The U.S. Mint closed out sales of its two 2011 commemorative coin
programs at 5 p.m. Eastern Time Dec. 16, with preliminary totals
representing just fractions of the authorized mintages, and sales of
the Uncirculated gold half eagles at their lowest levels in a decade.
The three-coin United States Army coin program offered Proof and
Uncirculated versions of up to 100,000 gold $5 half eagles, 500,000
silver dollars and 750,000 copper-nickel clad half dollars.
The Medal of Honor coin program offered Proof and Uncirculated
versions of up to 100,000 half eagles and 500,000 silver dollars.
Sales figures for the two Uncirculated gold coins are the lowest
for a commemorative half eagle in a decade, since the 2001 Capitol
Visitor Center commemorative coin program (6,750 Uncirculated half
eagles were sold in that 2001 program).
Sales for both programs are preliminary, with final tallies still
to be reconciled.
U.S. Mint sales figures as of its Dec. 19 report show for the
United States Army Coin Program:
➤ Gold half eagle: 17,173 Proof, 8,062 Uncirculated.
➤ Silver dollar: 119,829 Proof, 43,517 Uncirculated.
➤ Copper-nickel clad half dollar: 68,349 Proof, 39,461 Uncirculated.
For the Medal of Honor program, sales contained on the U.S. Mint’s
Dec. 19 sales report show:
➤ Gold half eagle: 18,012 Proof, 8,251 Uncirculated.
➤ Silver dollar: 112,850 Proof, 44,769 Uncirculated.

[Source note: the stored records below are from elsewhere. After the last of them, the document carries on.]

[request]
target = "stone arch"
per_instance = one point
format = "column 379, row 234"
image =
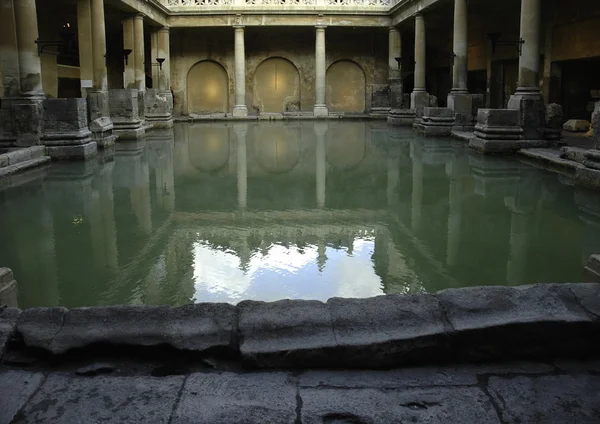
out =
column 276, row 86
column 346, row 87
column 207, row 88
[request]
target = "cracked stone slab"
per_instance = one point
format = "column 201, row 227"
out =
column 503, row 322
column 196, row 327
column 436, row 405
column 287, row 333
column 80, row 400
column 266, row 398
column 547, row 399
column 8, row 324
column 15, row 388
column 387, row 330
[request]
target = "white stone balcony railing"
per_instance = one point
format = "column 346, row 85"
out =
column 280, row 5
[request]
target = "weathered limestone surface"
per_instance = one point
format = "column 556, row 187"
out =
column 259, row 398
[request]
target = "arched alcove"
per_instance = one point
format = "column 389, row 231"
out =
column 277, row 86
column 207, row 88
column 346, row 87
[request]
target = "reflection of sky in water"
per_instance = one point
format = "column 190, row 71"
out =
column 285, row 272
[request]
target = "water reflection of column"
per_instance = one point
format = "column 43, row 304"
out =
column 321, row 159
column 417, row 192
column 241, row 130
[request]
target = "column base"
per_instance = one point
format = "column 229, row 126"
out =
column 320, row 111
column 240, row 111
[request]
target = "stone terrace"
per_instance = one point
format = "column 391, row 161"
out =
column 475, row 355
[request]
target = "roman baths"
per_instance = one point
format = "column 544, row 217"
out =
column 300, row 211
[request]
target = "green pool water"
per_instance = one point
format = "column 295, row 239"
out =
column 224, row 212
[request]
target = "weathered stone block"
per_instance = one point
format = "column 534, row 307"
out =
column 8, row 324
column 501, row 322
column 576, row 125
column 387, row 331
column 287, row 333
column 230, row 398
column 71, row 400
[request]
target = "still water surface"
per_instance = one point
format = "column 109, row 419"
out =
column 227, row 212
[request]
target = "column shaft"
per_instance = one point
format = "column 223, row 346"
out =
column 164, row 52
column 460, row 69
column 138, row 52
column 84, row 39
column 320, row 108
column 129, row 44
column 30, row 67
column 99, row 46
column 529, row 62
column 240, row 108
column 420, row 51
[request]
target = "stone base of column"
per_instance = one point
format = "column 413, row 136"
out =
column 28, row 118
column 461, row 105
column 240, row 111
column 125, row 113
column 436, row 122
column 320, row 111
column 66, row 132
column 401, row 117
column 532, row 112
column 101, row 125
column 159, row 108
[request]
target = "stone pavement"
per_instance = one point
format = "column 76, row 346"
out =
column 519, row 392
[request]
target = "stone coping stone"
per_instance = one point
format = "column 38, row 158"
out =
column 477, row 323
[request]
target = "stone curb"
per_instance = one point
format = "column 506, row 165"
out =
column 477, row 323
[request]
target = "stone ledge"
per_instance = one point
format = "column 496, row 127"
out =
column 479, row 323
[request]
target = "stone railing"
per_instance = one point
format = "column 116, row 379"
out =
column 333, row 5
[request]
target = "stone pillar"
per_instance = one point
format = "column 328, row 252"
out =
column 240, row 109
column 129, row 44
column 84, row 39
column 28, row 110
column 139, row 57
column 395, row 76
column 321, row 160
column 100, row 123
column 240, row 130
column 9, row 66
column 320, row 108
column 459, row 99
column 159, row 100
column 419, row 98
column 528, row 98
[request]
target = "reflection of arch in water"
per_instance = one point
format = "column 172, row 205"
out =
column 208, row 147
column 276, row 148
column 277, row 86
column 346, row 87
column 346, row 145
column 207, row 88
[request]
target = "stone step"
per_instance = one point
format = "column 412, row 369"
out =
column 18, row 156
column 23, row 166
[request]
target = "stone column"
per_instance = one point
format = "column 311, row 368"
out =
column 419, row 97
column 459, row 99
column 129, row 44
column 100, row 122
column 528, row 97
column 320, row 108
column 321, row 160
column 9, row 65
column 240, row 130
column 395, row 76
column 84, row 39
column 240, row 109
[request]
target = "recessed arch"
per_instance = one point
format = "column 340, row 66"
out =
column 207, row 88
column 276, row 86
column 346, row 87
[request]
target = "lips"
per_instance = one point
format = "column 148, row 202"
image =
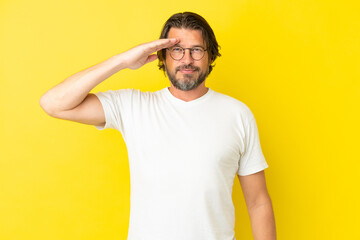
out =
column 187, row 71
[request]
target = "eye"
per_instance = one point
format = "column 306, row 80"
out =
column 177, row 49
column 197, row 49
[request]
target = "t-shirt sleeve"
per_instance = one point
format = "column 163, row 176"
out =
column 252, row 158
column 116, row 104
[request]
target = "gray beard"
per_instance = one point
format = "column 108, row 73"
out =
column 188, row 83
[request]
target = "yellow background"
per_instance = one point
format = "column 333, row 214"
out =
column 294, row 63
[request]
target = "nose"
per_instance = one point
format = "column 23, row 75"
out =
column 187, row 59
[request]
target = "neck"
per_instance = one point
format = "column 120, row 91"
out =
column 188, row 96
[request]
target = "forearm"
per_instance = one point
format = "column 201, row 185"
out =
column 73, row 90
column 263, row 221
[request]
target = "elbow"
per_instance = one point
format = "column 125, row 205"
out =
column 44, row 104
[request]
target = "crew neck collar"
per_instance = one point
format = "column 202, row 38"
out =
column 184, row 103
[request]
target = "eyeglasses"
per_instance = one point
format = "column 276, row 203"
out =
column 178, row 53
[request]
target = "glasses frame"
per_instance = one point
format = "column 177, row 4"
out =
column 184, row 49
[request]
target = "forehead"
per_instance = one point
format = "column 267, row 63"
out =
column 188, row 38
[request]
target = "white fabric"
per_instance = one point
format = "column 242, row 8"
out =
column 183, row 159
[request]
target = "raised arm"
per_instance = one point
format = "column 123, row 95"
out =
column 71, row 100
column 259, row 206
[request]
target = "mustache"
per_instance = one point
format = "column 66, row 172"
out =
column 187, row 67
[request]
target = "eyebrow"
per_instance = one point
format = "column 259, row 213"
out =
column 178, row 45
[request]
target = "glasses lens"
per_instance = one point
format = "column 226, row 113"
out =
column 197, row 53
column 176, row 53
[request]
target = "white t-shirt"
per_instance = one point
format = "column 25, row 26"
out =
column 183, row 159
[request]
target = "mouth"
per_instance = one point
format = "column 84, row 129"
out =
column 187, row 71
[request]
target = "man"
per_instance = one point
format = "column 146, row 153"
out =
column 185, row 143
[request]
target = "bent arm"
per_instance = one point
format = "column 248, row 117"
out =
column 259, row 206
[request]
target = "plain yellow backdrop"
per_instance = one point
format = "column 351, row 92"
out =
column 294, row 63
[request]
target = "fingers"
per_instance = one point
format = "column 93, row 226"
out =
column 159, row 44
column 151, row 58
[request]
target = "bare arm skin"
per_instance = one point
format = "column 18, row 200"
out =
column 71, row 100
column 259, row 206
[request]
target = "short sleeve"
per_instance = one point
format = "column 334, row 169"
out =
column 252, row 158
column 116, row 108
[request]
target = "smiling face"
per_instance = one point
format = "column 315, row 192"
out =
column 198, row 70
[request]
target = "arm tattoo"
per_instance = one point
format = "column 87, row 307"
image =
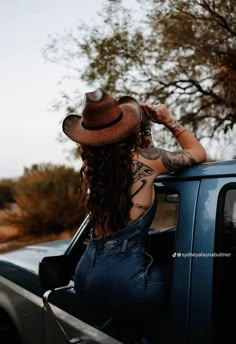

The selling price for each of the gold $5 half eagles for both
programs incorporated a $35 surcharge and a $10 surcharge for each
silver dollar. The half dollars for the U.S. Army program each carried
a $5 surcharge in the purchase prices.
Surcharges collected from the U.S. Army coin program, after the
Mint recoups all production costs, are to be paid to the Army
Historical Foundation to help finance the National Museum of the
United States Army at Fort Belvoir, Va.
The surcharges for the Medal of Honor program, after the Mint
recoups all production costs, are to be paid to the Congressional
Medal of Honor Foundation to help finance the educational, scholarship
and outreach programs of the Foundation. ■
Several minor errors in this article were corrected on Dec. 29.